ハードボイルド嘘つかない
マスターがカウンターの奥でごそごそやって、店内にまた、湿っぽいジャズが流れ出した。ブラシで撫でるドラムスに、ウッドベースとしゃがれた金管だ。
「貴方が探偵さんなんでしょう?」
女はなおも、俺が探偵だと決めてかかってくる。
「違いますが」
まあ、そうなんだが。
「面白いこと言うのね。濡れ鼠になってまで時間通りに来といて。せっかく私が歌ってるってのに、まるで聴いてなくて。ね?」
そう言って女は、カウンターの下で足を組んだ。大胆すぎるスリットから、太腿以下が露わになった。これで白状なさい、と言わんばかりの白さだった。
「……隠しても無駄、か」
「バレバレなんだけど?」
「俺は目立つのが嫌いなんだ」
後ろを振り返らなくてもわかる。女が俺の隣に来たもんだから、すっかり客のオッサンどもの注視の的だ。だから言ったんだ。最悪だ。帰りたい。
「マスター、この人のと同じのを頂戴。この人のおごりでね」
「おいおい」
「嘘ついた罰。あと、私の歌を聴かなかったのも、ね? 重罪なんだから」
「……鼻につく歌い方だ」
俺は少しばかり苛々してた。
「何よ、ちゃんと聴いてるんじゃない」
「あざとすぎる」
「わかりやすくていいでしょう?」
オーダー通り、烏龍茶のロックが女の前に出された。
「ね、乾杯しましょ? 探偵さん」
「ん……ああ」
女に促され、俺はしぶしぶグラスを軽く上げた。
「かんぱーい!」
ずいぶん嬉しそうな顔をする。笑うと目がびっくりするほど細くなるタイプだ。
「……篤藩次郎だ」
無邪気な笑顔にちょっと癒された。俺はそう名乗り、カランと一口流し込んだ。
「彰子。
女は俺を興味深げに見つめたまま、自分のグラスに口をつけた――
ブーッ!
そして噴き出した。
「何よこれ! お茶じゃない!」
バーボンの熱い刺激を期待したところに何でもない烏龍茶が入ってきたのが、よほど拍子抜けだったらしい。全部俺の顔にかかった。
「マスター、おしぼりを」
「はいです」
「ああびっくりした」
「……仕事中だからな」
そう答えておいた。もし俺がもっと酒が強かったなら、仕事中だろうが普通に飲めるんだけどな。おしぼりで顔を拭いた。こういうプレイも悪くない。
「ふーん……わざわざ、ロックグラスで作らせて?」
「格好つけたい年頃なのさ」
「自分で言って恥ずかしくない?」
「ハードボイルドだから」
「頭大丈夫?」
「それで、依頼ってのは何だ」
「不安になってきちゃった」
「仕事きっちり」
「本当に?」
「ハードボイルド嘘つかない」
「さっき思いっきり嘘ついたくせに」
「言葉の綾だ」
「ふー…………。マスター、ターキーちょうだい! この人につけてね! ダブルで!」
女は俺から顔を逸らし、これ見よがしの大きな溜め息をついて、追加のオーダーを出した。
「おいおい(二回目)」
「お茶なんか飲ませた罰! そして、私の依頼をちゃんと受けること! いい!?」
再び俺に顔を向けて言った。
「やっと本題に入ったな」
「あのねえ……ま、いいわ。
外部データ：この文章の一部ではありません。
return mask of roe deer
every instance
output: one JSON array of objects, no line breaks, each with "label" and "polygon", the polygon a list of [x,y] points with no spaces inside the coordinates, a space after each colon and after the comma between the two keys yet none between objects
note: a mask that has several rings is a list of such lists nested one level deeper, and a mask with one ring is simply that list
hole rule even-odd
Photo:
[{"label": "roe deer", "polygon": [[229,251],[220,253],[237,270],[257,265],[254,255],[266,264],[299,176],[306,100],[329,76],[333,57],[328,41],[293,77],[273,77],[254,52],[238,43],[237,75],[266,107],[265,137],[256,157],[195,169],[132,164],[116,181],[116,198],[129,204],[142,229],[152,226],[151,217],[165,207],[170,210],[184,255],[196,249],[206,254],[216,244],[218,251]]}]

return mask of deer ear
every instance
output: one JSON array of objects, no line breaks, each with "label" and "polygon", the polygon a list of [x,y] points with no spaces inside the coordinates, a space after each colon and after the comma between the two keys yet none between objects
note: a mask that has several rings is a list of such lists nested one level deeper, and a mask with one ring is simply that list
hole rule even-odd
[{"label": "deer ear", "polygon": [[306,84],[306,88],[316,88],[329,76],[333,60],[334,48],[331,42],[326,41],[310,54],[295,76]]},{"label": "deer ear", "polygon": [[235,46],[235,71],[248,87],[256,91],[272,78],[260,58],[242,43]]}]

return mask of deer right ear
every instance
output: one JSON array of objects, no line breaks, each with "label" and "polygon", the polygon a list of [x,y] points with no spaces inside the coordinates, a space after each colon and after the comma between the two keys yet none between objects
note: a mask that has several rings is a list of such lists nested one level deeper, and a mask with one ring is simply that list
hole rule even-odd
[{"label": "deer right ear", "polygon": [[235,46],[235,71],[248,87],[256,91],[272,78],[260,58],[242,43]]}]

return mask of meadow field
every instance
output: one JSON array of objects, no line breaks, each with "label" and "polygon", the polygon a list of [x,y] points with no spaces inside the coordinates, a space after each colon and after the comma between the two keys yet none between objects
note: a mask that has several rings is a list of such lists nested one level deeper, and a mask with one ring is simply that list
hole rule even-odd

それでね、依頼っていうのはね……」
そして柏木彰子は、体ごと俺の方に向けて言った。
「私の過去を盗み出して欲しいの」
挑戦的な色も含んだ、だが真剣な目をしていた。肩から首、そして顎のラインが完璧だった。俺は言葉の意味を探りつつ、魅惑の鎖骨の観察を続けた。